A sparse Gaussian sigmoid basis function approximation of hyperspectral data for detection of solids

• Published in: Statistical analysis and data mining Vol. 12; no. 6; pp. 489 - 495
• Main Authors: Lanker, Cory, Smith, Milton O.
• Format: Journal Article
• Language: English
• Published: Hoboken Wiley Subscription Services, Inc., A Wiley Company 01.12.2019; Wiley Subscription Services, Inc; Wiley Blackwell (John Wiley & Sons)

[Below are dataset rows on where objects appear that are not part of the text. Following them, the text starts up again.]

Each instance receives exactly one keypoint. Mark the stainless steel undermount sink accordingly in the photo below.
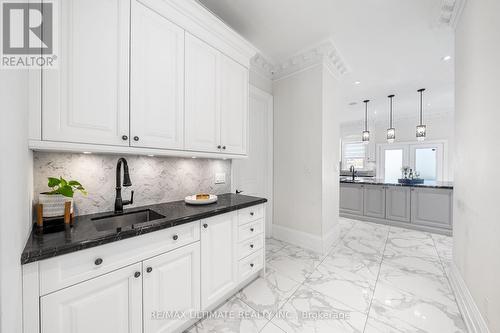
(111, 222)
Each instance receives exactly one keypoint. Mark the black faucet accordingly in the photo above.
(119, 203)
(353, 171)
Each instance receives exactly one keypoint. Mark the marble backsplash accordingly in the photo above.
(154, 179)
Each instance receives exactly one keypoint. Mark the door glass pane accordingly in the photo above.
(393, 164)
(426, 163)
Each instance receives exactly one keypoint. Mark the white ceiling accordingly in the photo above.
(390, 46)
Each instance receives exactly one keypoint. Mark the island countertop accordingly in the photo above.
(375, 181)
(84, 234)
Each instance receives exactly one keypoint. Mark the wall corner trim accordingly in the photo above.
(470, 312)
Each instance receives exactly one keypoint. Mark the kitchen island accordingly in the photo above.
(426, 207)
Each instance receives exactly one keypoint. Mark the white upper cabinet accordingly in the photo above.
(156, 80)
(172, 284)
(86, 100)
(202, 111)
(234, 106)
(109, 303)
(216, 100)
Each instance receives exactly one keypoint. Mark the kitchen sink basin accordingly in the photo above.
(111, 222)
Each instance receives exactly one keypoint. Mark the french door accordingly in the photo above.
(426, 158)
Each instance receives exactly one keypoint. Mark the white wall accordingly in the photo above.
(15, 193)
(477, 155)
(306, 136)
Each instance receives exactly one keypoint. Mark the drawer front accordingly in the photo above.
(250, 246)
(69, 269)
(249, 265)
(250, 230)
(250, 214)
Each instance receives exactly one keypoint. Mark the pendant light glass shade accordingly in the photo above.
(421, 128)
(366, 133)
(391, 131)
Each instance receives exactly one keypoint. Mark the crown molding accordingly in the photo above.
(323, 53)
(262, 66)
(450, 12)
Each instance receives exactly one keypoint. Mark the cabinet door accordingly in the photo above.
(109, 303)
(397, 203)
(432, 207)
(171, 284)
(234, 106)
(157, 80)
(202, 102)
(374, 201)
(86, 100)
(351, 199)
(218, 257)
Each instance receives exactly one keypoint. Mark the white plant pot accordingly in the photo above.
(53, 204)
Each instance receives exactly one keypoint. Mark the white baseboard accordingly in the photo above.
(470, 312)
(299, 238)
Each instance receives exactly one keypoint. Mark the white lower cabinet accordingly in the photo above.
(219, 258)
(109, 303)
(171, 288)
(170, 275)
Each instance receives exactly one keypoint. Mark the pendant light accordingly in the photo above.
(366, 133)
(421, 128)
(391, 131)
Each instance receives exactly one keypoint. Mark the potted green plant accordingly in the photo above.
(62, 191)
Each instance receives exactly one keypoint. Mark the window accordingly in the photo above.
(354, 153)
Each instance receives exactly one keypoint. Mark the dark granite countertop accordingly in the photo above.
(84, 235)
(427, 183)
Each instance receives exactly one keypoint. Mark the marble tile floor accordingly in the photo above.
(375, 279)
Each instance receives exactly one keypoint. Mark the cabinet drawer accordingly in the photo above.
(250, 214)
(248, 247)
(249, 230)
(66, 270)
(250, 265)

• Subjects: basis function decomposition; Basis functions; classification; curve fitting; feature extraction; LASSO regression; minerals; Reflectance curves; Spectra; spectral characterization; target detection
• ISSN: 1932-1864; 1932-1872
• DOI: 10.1002/sam.11433

We define a new characterization of emissivity and reflectance curves for compositional exploitation of hyperspectral data. Our method decomposes each spectrum into a sparse set of Gaussian sigmoid components using penalized regression. Detection is based on the combination of Gaussian sigmoid components unique to a target material. Focusing on the presence of spectral upslopes and downslopes rather than spectral correlations makes detection more robust to both target variation and spectral variability from atmosphere and background encountered during the collection process. We present simulation studies that demonstrate the potential to reduce false positive rates without compromising sensitivity. Characterization of long‐wave infrared (LWIR) experimental data validates our method using minerals of different particle sizes, measurement angles, and collection conditions.